This could give users who for whatever reason no longer have access to the source code
How many are those users? Do you have some statistics? Are we talking three people in total or three hundred a day?
This is important because we want features that benefit people. The more people, the better. And trying to get help with code without having the source code seems like something that should happen extremely rarely. How are those users going to try any suggestions or solutions they get?
or exception message
That seems a bit more common than people not having access to their code. However, again, how often does it happen? Are there so many people with just screenshots of error messages without the actual error message?
Presumably these people do have access to the code or application that produced that error message in the first place - are they completely unable to recreate the error condition? Because it seems in many cases we can offer very little help. If the user cannot recreate the error, then how can they confirm it was fixed?
There are some notable ways to only have a picture of a message - if there is no easily copyable version of it. For example, it shows up as an error popup where you cannot copy the message. Those are legitimate cases where a screenshot comes in handy. However, those are also usually rare. At least rearer than a screenshot of a logfile or a console in my experience.

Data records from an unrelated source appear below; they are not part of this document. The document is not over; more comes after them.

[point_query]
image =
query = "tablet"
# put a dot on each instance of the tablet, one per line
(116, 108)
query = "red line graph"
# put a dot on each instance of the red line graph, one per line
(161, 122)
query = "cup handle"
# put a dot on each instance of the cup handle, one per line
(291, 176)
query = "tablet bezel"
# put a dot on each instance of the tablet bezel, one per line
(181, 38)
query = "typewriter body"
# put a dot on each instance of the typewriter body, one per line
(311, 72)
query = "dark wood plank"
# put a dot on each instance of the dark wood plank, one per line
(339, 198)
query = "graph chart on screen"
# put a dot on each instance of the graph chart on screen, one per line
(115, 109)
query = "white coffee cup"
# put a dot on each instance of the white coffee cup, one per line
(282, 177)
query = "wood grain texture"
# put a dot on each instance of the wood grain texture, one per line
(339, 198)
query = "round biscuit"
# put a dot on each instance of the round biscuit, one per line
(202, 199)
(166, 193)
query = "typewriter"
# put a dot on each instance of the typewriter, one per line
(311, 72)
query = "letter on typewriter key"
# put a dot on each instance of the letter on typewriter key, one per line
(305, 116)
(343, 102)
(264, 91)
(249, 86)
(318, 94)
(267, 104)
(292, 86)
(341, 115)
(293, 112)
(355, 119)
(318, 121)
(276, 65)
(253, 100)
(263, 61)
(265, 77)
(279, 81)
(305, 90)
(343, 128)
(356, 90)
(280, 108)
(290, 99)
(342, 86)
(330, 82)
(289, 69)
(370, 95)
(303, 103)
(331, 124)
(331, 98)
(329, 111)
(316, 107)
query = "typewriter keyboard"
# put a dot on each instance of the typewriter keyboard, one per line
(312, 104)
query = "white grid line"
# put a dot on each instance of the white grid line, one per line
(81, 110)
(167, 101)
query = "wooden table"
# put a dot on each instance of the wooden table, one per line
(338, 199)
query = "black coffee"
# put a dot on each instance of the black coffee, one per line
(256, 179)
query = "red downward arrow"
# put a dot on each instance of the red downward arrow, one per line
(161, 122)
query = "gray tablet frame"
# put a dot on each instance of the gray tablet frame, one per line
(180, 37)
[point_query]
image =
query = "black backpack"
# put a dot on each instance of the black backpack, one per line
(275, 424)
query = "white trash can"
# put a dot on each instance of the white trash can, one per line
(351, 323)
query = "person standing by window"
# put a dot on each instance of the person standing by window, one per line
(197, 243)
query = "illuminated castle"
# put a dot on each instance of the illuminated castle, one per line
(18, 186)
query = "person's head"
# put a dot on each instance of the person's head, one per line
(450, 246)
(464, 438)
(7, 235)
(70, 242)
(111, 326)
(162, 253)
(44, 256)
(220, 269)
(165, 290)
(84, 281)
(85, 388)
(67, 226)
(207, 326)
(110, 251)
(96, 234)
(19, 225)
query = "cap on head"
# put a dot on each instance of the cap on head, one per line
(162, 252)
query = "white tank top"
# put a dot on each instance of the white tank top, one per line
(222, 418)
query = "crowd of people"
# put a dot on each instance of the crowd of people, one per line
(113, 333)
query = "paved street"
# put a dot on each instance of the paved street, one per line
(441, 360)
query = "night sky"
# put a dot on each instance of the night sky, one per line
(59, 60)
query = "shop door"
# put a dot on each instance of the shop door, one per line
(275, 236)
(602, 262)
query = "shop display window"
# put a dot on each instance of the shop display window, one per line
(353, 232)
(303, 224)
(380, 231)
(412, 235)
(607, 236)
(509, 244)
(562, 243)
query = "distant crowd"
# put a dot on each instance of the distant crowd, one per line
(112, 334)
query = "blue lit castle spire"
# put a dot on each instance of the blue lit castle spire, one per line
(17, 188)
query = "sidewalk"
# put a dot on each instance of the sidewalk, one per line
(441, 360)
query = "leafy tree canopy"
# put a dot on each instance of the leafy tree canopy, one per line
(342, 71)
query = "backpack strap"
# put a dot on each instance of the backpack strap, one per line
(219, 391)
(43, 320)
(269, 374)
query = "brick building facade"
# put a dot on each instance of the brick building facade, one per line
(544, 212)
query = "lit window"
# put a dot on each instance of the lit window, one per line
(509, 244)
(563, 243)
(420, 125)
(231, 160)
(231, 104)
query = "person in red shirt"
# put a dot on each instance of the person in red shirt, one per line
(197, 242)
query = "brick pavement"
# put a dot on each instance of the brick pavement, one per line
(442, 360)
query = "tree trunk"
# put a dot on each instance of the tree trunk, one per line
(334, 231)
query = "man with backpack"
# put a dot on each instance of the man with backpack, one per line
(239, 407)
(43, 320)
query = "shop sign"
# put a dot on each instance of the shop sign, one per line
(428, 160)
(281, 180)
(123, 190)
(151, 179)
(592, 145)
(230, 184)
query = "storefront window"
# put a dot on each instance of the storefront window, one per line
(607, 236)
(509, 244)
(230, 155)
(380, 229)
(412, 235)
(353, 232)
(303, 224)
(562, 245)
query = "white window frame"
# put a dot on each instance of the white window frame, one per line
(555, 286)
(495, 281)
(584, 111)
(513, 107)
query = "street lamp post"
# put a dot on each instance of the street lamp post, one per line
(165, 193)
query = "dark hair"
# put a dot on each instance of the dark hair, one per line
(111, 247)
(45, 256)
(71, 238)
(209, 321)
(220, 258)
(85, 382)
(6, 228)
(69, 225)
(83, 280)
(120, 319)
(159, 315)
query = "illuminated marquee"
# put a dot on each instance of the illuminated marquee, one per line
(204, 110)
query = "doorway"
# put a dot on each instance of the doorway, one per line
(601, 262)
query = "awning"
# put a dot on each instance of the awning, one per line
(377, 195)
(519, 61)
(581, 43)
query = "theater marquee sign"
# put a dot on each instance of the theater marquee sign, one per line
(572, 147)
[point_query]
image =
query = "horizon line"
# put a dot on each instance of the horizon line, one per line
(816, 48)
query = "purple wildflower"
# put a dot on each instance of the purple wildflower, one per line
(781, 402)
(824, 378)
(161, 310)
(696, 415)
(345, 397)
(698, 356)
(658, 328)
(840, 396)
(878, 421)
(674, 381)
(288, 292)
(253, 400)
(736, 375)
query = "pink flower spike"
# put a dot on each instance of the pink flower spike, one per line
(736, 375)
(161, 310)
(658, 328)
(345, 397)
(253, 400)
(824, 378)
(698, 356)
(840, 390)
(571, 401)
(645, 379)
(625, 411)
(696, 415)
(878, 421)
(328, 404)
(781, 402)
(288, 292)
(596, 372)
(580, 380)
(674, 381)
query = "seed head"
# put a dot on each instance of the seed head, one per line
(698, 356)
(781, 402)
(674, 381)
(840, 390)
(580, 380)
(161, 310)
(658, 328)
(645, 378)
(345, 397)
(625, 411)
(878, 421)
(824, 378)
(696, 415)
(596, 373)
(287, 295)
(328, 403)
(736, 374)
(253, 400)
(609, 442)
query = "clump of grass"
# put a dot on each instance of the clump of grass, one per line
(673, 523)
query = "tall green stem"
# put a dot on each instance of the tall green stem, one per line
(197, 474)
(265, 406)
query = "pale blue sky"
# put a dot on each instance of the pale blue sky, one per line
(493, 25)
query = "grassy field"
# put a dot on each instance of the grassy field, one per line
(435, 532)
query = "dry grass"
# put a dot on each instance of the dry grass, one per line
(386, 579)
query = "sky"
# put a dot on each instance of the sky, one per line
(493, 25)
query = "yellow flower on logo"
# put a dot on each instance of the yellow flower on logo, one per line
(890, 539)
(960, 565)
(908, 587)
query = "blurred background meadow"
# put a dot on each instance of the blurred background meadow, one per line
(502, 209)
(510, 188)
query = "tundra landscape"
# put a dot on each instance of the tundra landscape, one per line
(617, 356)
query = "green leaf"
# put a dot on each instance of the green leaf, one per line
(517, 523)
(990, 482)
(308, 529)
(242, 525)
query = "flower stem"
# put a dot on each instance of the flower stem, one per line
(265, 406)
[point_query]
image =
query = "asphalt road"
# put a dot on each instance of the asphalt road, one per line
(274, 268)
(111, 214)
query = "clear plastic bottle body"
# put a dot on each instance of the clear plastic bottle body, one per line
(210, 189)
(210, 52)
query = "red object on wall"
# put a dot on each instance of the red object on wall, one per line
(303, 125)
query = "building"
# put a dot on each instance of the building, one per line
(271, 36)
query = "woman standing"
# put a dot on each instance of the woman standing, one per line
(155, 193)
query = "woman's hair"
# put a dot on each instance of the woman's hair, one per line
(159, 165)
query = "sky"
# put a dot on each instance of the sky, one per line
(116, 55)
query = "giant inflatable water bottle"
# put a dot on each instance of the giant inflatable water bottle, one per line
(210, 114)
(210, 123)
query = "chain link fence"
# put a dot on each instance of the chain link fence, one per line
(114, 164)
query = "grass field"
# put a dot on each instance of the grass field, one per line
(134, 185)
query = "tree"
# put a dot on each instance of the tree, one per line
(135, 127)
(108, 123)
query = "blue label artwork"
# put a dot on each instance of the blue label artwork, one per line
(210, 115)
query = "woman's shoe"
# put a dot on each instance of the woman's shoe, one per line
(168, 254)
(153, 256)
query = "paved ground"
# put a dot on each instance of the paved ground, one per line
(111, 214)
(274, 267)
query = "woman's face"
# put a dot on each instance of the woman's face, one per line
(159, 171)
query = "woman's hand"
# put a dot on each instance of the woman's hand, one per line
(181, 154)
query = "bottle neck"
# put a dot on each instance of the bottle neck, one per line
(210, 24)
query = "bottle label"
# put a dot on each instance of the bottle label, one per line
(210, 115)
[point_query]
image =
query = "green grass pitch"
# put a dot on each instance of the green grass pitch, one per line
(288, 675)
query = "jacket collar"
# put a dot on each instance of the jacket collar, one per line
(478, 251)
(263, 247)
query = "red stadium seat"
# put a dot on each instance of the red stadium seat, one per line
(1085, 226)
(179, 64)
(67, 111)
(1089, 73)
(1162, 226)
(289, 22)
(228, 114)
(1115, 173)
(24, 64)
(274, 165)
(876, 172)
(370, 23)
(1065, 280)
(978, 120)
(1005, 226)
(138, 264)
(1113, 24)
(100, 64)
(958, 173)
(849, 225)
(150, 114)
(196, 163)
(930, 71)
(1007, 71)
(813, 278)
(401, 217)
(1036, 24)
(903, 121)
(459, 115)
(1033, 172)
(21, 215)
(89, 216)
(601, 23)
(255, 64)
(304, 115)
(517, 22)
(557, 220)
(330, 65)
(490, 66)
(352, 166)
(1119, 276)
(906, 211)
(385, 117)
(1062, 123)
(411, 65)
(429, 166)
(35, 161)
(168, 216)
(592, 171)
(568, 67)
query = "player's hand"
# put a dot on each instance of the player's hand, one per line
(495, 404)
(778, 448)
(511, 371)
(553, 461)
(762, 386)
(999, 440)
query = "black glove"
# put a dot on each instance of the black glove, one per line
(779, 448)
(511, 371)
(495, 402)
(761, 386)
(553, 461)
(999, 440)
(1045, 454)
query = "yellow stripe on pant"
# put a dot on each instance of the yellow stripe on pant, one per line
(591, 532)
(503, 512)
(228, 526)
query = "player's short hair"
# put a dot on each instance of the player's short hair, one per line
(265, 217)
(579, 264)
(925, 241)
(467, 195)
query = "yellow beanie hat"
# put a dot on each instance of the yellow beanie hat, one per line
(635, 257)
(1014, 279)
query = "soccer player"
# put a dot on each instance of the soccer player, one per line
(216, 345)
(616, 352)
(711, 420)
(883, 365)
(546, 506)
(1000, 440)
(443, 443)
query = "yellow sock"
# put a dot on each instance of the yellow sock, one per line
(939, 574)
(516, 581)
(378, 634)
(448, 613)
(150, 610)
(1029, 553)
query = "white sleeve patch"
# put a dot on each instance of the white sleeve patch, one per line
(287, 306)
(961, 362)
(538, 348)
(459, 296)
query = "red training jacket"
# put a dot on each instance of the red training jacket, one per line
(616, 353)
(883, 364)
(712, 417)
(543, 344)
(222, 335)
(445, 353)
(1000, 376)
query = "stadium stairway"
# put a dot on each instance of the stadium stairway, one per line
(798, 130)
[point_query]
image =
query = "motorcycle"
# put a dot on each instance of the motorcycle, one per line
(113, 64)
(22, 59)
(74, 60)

But they didn't copy paste the text and it happens. This is reality and we need to change it.
(from a comment)
Let's talk about reality, then, shall we? From my experience many of the questions that show images of code/errors are not even worth keeping. They are often caused by typos, by extremely small and basic logic errors, very common error messages, or are otherwise often seen duplicates. They simply do not fit into the high quality repository of knowledge that Stack Overflow aims to build. They are "debug this for me" low quality posts that treat Stack Overflow as a personalised help desk.
Let's also talk about another aspect of reality. Again from my observation, many users who post images of code do it to bypass the quality filter. Stack Overflow questions that include code should also have some ratio of plain text to go with it. This is because we want explanation - what the code does, what is expected, what happens instead, what the user has narrowed down the problem to. Yet, plenty of posts are in the form of:
I have problem with this code
enter image description here
There is barely any explanation - maybe a "it doesn't work" (how?) or "can someone help me" or something of the same calibre. In either case, if there is no code, there is no warning to add more explanation. The users either never intended to provide details and just pasted a screenshot, or they pasted the code, got the warning, and pasted a screenshot anyway.
So, to recap, the reality I've observed shows me that we don't really have some need to accept or keep the posts with screenshots of code/errors. Yes, there are some exceptions but doesn't seem to be worth the effort to implement feature to just help them. In most other cases the feature will just lower the quality of questions in general.
I'm open to seeing some data and statistics that show that what I've seen is an outlier and there are just many people who post very high quality questions where the only problem is that they happened to have lost the source code or error message and only have a picture of it.